Deep learning has massive potential, but it’s often hard to achieve. These models’ complexity requires extensive training before they’re ready for use, making implementation long and often expensive.
Facebook AI Research (FAIR) and the University of Guelph may have found a potential solution. In a recent research paper, the team outlined a new open-source model to predict the initial parameters for deep learning networks. The updated model, dubbed Graph HyperNetworks (GHN-2), could substantially impact the machine learning industry.
What Is GHN-2?
GHN-2 aims to simplify and speed up neural network development. It does this by predicting an unseen system’s architecture’s parameters, replacing bespoke optimizers and manual processes.
The researchers started by creating a dataset of 1 million neural network architectures called DeepNets-1M. They then trained a modified graph hyper-network (GHN) on the dataset using meta-learning. This method took inspiration from recent work on another algorithm: Differentiable Architecture Search (DARTS).
The researchers then tested GHN-2 by using it to start a 24 million-parameter machine learning model based on ResNet-50 architecture. GHN-2 produced parameters with 60% accuracy on the CIFAR-10 database with no gradient updates. Satisfied with these results, the team released the open-source model and code along with the DeepNets-1M database and several benchmarks.
Benefits of the GHN-2 Model
Most deep learning training projects are long, expensive processes. Popular optimization algorithms like Adam or stochastic gradient descent (SGD) can take hours of calculation to find the parameters that minimize a model’s loss function. By contrast, GHN-2 can perform the same task in less than a second.
This also translates into energy savings. Running these complex computations takes a considerable amount of power, most of which comes from fossil fuels. Consequently, training a large deep learning model can generate 626,000 pounds of CO2, the same as five cars’ lifetime emissions.
Those emissions are concerning, considering 77% of consumers today use some form of AI technology. Deep learning algorithms that aren’t energy-efficient could cause considerable harm to the environment. Since GHN-2 works so much faster than traditional methods, it provides a solution.
In addition to being remarkably fast, GHN-2 is also highly accurate. The researchers tested its reliability by comparing its performance to two other meta-models and parameters from traditional SGD with two datasets: ImageNet and CIFAR-10.
GHN-2 substantially outperformed both the other meta-models and SGD. One forward pass of GHN-2 showed similar accuracy to 2,500 SGD iterations with CIFAR-10 and 5,000 iterations with ImageNet.
What Open-Sourcing GHN-2 Means for Machine Learning
Now that this model is open-source, it opens the door for widespread benefits across the machine learning industry. Data scientists will spend much less time defining parameters so they can produce reliable deep learning models faster. Swifter deployment would then help realize deep learning’s full potential sooner.

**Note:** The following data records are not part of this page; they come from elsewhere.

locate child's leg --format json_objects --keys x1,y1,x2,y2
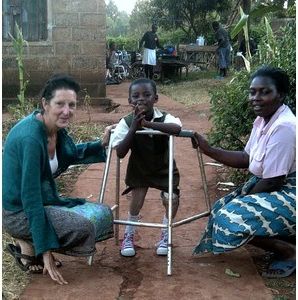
[
  {"x1": 156, "y1": 192, "x2": 179, "y2": 255},
  {"x1": 121, "y1": 187, "x2": 148, "y2": 256},
  {"x1": 125, "y1": 188, "x2": 148, "y2": 234},
  {"x1": 129, "y1": 187, "x2": 148, "y2": 216},
  {"x1": 161, "y1": 192, "x2": 179, "y2": 219}
]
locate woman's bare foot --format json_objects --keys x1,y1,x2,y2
[{"x1": 16, "y1": 239, "x2": 43, "y2": 272}]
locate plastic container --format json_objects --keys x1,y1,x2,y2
[{"x1": 196, "y1": 35, "x2": 205, "y2": 46}]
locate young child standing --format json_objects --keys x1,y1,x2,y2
[{"x1": 112, "y1": 78, "x2": 182, "y2": 256}]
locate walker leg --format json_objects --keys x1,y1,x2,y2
[{"x1": 87, "y1": 254, "x2": 94, "y2": 266}]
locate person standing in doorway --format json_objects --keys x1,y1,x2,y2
[
  {"x1": 140, "y1": 24, "x2": 161, "y2": 79},
  {"x1": 212, "y1": 21, "x2": 231, "y2": 79}
]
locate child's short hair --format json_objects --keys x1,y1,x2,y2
[{"x1": 128, "y1": 78, "x2": 157, "y2": 95}]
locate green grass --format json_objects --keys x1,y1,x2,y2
[{"x1": 158, "y1": 71, "x2": 226, "y2": 108}]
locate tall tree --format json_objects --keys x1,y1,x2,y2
[{"x1": 150, "y1": 0, "x2": 232, "y2": 40}]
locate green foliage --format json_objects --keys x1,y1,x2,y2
[
  {"x1": 208, "y1": 20, "x2": 296, "y2": 183},
  {"x1": 258, "y1": 22, "x2": 296, "y2": 113},
  {"x1": 209, "y1": 70, "x2": 254, "y2": 150},
  {"x1": 150, "y1": 0, "x2": 232, "y2": 42},
  {"x1": 9, "y1": 23, "x2": 29, "y2": 109}
]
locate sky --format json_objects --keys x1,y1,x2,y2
[{"x1": 110, "y1": 0, "x2": 137, "y2": 14}]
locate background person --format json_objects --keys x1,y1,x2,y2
[
  {"x1": 140, "y1": 24, "x2": 161, "y2": 79},
  {"x1": 2, "y1": 74, "x2": 113, "y2": 284},
  {"x1": 112, "y1": 78, "x2": 182, "y2": 256},
  {"x1": 193, "y1": 66, "x2": 296, "y2": 277}
]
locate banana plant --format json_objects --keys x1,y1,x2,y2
[
  {"x1": 231, "y1": 6, "x2": 251, "y2": 72},
  {"x1": 9, "y1": 23, "x2": 29, "y2": 108}
]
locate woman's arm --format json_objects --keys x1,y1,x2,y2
[
  {"x1": 192, "y1": 132, "x2": 249, "y2": 168},
  {"x1": 142, "y1": 120, "x2": 181, "y2": 135}
]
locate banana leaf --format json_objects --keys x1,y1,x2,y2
[{"x1": 231, "y1": 7, "x2": 249, "y2": 39}]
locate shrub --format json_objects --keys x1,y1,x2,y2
[{"x1": 208, "y1": 24, "x2": 296, "y2": 181}]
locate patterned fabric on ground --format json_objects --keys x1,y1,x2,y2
[
  {"x1": 193, "y1": 173, "x2": 296, "y2": 254},
  {"x1": 59, "y1": 202, "x2": 113, "y2": 242},
  {"x1": 2, "y1": 202, "x2": 113, "y2": 256}
]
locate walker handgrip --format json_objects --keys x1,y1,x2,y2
[{"x1": 178, "y1": 129, "x2": 194, "y2": 138}]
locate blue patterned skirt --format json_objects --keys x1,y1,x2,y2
[{"x1": 193, "y1": 173, "x2": 296, "y2": 254}]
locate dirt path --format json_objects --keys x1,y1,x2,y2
[{"x1": 21, "y1": 83, "x2": 272, "y2": 300}]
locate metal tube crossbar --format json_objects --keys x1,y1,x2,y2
[{"x1": 98, "y1": 129, "x2": 210, "y2": 275}]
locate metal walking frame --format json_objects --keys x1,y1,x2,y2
[{"x1": 98, "y1": 129, "x2": 211, "y2": 275}]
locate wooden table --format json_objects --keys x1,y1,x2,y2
[
  {"x1": 158, "y1": 59, "x2": 188, "y2": 82},
  {"x1": 178, "y1": 44, "x2": 217, "y2": 69}
]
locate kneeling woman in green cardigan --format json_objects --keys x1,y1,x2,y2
[{"x1": 3, "y1": 74, "x2": 113, "y2": 284}]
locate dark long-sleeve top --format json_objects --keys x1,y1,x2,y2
[
  {"x1": 140, "y1": 31, "x2": 161, "y2": 50},
  {"x1": 215, "y1": 26, "x2": 230, "y2": 48},
  {"x1": 2, "y1": 111, "x2": 106, "y2": 255}
]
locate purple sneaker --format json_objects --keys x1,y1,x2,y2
[
  {"x1": 120, "y1": 233, "x2": 136, "y2": 257},
  {"x1": 156, "y1": 231, "x2": 168, "y2": 256}
]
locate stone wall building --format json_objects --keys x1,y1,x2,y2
[{"x1": 2, "y1": 0, "x2": 106, "y2": 105}]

These benefits address many companies’ leading barriers to machine learning adoption. For example, 32% of surveyed organizations say limited budgets are their most significant barrier, and 22% cite difficulty building and maintaining models. GHN-2’s speed and accuracy help overcome those obstacles.
Less time setting parameters means less work and money going into development. As a result, companies can comfortably deploy deep learning models with lower budgets and less expertise. Machine learning as a practice could reach new heights as these benefits attract new adopters.
Despite its benefits, GHN-2 isn’t perfect. Its most notable limitation is that you have to train a new meta-model for each domain-specific dataset. That could limit the extent of its speed, its primary advantage.
If you’re using GHN-2 for the provided DeepNets-1M dataset or one you’ve already tried it with, it will perform as expected. However, if you wanted to use the meta-model on a new domain-specific dataset, you’d need to retrain it. That could take time and effort, which GHN-2 normally saves.
While GHN-2 showed impressive accuracy during tests, it may not be precise with every architecture. The researchers warned that while it will always outperform random choices, it may not be accurate after one pass in some architectures.
Deep Learning Is Advancing
Not long ago, deep learning was little more than theoretical. Now, it’s a growing part of data science, and advances like the GHN-2 model make it more viable than ever.
GHN-2 isn’t perfect, but it still represents an impressive step forward. Similar projects stemming from the meta-model’s open-source code could take this innovation further. Deep learning could become more affordable and accessible as a result.